Foi Zeca, sem dúvida, o grande responsável pela valorização de Sampaio. Pouco tempo depois, Mazolla produziria o CD Balaio do Sampaio, uma coletânea de suas músicas cantadas por vários artistas da MPB. Foi ali que ouvi pela primeira vez Meu pobre blues, composição de Sérgio em “homenagem” a seu conterrâneo de Cachoeiro do Itapemirim, Roberto Carlos. Sampaio sempre tentou, em vão, que Roberto cantasse uma música dele, mas o rei do iê-iê-iê não tinha olhos para ver e ouvir as verdades de quem teve coragem de dizer versos tão comoventes, ironicamente interpretados no disco pelo parceiro Erasmo Carlos.

Meu amigo,

Foi inútil…

Eu juro que tentei compor

Uma canção de amor

Mas tudo pareceu tão fútil

E agora que esses detalhes

Já estão pequenos demais

E até o nosso calhambeque

Não te reconhece mais

Eu trouxe um novo blues

Com um cheiro de uns dez anos atrás

E penso ouvir você cantar

Mesmo que as mesmas portas

Estejam fechadas

Eu pretendo entrar

Mesmo que minha mulher

Depois de me escutar

Ainda insista

Que você não vai gostar

Mas a homenagem mais importante viria em 2010, quando Zeca Baleiro produziu e lançou o disco Cruel, reunindo oito canções que Sampaio tinha registrado em voz e violão num estúdio em Salvador pouco tempo antes de morrer, além de outras composições resgatadas de uma velha fita cassete. Baleiro colocou uma banda acompanhando o artista, um trabalho arriscado e difícil de fazer, mas cujo resultado final valeu a pena.

Semana passada recebi a mensagem de um amigo do Rio de Janeiro, o poeta e diretor de teatro, Sidnei Cruz, sugerindo um vídeo com o último show gravado de Sérgio Sampaio, em 1993, na Universidade Federal do Espírito Santo. Não tenho palavras. Vê-lo cantar me passa uma verdade tão grande, que compreendo claramente porque Eu quero botar meu bloco na rua, sua composição mais conhecida, sempre me causou tanta emoção desde a primeira vez que a escutei num radinho de pilha no programa Quem manda é você, de Zé Branco, na Difusora AM, em 1972.

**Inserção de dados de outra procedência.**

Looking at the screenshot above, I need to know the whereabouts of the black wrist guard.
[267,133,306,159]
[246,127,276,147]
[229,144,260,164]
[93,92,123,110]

Essa canção me joga em outras imagens, que também me atravessam e me comovem. Um pequeno trecho de um show de Sérgio Sampaio, em maio de 1993, organizado pela gravadora Phonogram, no Centro de Convenções do Anhembi, em São Paulo. O compositor capixaba se apresenta de cabelos compridos, veste uma espécie de tapete colorido como casaco, calça boca de sino e uma faixa amarela na cintura. Como um dândi, um arlequim, um antibobo da corte, corpo e alma sentindo a vida com a profundidade dos grandes artistas. Canta e toca sentado, passa a mão nos olhos, levanta em transe, continua cantando, dança, se contorce e bota o bloco na rua. Há algo ali maior que tudo.